C2 (Command and Control)
The central hub of Tuoni used for managing agents. It is responsible for agent generation, control, and the orchestration of all related processes. The C2 comprises two main parts: the core (C2 core) and various plugins that implement the logic for listeners and commands.
C2 Core
This is the foundational component of the C2. It handles the logic and management of agents, commands, listeners, plugins, key management, REST API, user management, and other core functionalities.
Metadata
A data structure transmitted by the agent to C2, containing essential information about the agent and its operating environment (such as GUID, username, machine name, OS, OS version, working directory, local network interfaces, etc.).

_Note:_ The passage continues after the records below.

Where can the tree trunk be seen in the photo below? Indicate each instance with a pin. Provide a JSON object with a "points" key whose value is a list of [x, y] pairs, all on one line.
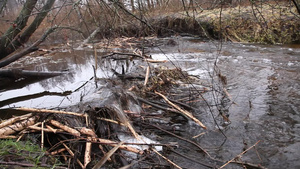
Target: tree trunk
{"points": [[16, 28], [24, 37]]}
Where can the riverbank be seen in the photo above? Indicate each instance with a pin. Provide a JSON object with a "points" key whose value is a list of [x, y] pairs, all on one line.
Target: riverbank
{"points": [[268, 23]]}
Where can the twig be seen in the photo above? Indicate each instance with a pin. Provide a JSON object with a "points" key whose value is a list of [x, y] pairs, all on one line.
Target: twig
{"points": [[107, 156], [171, 162], [14, 119], [65, 128], [50, 111], [72, 154], [184, 139], [239, 155], [147, 75], [87, 154], [17, 126], [188, 114]]}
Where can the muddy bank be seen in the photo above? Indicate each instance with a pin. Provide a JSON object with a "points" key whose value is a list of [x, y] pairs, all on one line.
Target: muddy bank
{"points": [[268, 23]]}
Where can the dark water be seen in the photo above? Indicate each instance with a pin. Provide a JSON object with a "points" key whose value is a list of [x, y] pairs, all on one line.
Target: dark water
{"points": [[263, 82]]}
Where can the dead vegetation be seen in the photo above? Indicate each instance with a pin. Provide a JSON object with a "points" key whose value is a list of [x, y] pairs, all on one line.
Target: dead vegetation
{"points": [[125, 123]]}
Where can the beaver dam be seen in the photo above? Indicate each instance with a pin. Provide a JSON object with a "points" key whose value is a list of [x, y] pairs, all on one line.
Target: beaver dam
{"points": [[157, 103]]}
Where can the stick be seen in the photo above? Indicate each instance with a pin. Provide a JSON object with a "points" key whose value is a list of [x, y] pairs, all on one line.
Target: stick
{"points": [[147, 75], [239, 154], [50, 111], [107, 156], [113, 143], [8, 130], [72, 154], [87, 154], [171, 162], [188, 114], [14, 119], [65, 128], [42, 138]]}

It includes an AES key for encrypting command data and results. The metadata itself is encrypted using the C2's public key.
Command
A specific task dispatched from C2 to an agent for execution.
Result
The outcome or output generated in response to a command.
Command Plugin
A plugin for C2 that implements the C2-side of a command. It includes setting up parameters, data preparation, result parsing, etc., and also encompasses the command plugin shellcode.
Command Plugin Shellcode
The component that realizes the command's logic on the agent side. This is the agent-side part of the command plugin.
Listener Plugin
A plugin for C2 that implements the listener's logic on the C2 side, along with the listener plugin shellcode.
Listener Plugin Shellcode
This shellcode implements the logic for establishing listener connections on the agent side, essentially the agent-side part of the listener plugin.
Payload generator Plugin
A plugin for C2 that implements the payload generation. There can potentially be infinite number of different plugins for creation of different payloads.
Request
An HTTP request made to the C2 REST API.
Response
The HTTP response received from the C2 REST API.
This terminology forms the backbone of the Tuoni framework, providing a clear understanding of its components and their interactions. Familiarity with these terms is crucial for anyone working with or analyzing Tuoni's functionalities.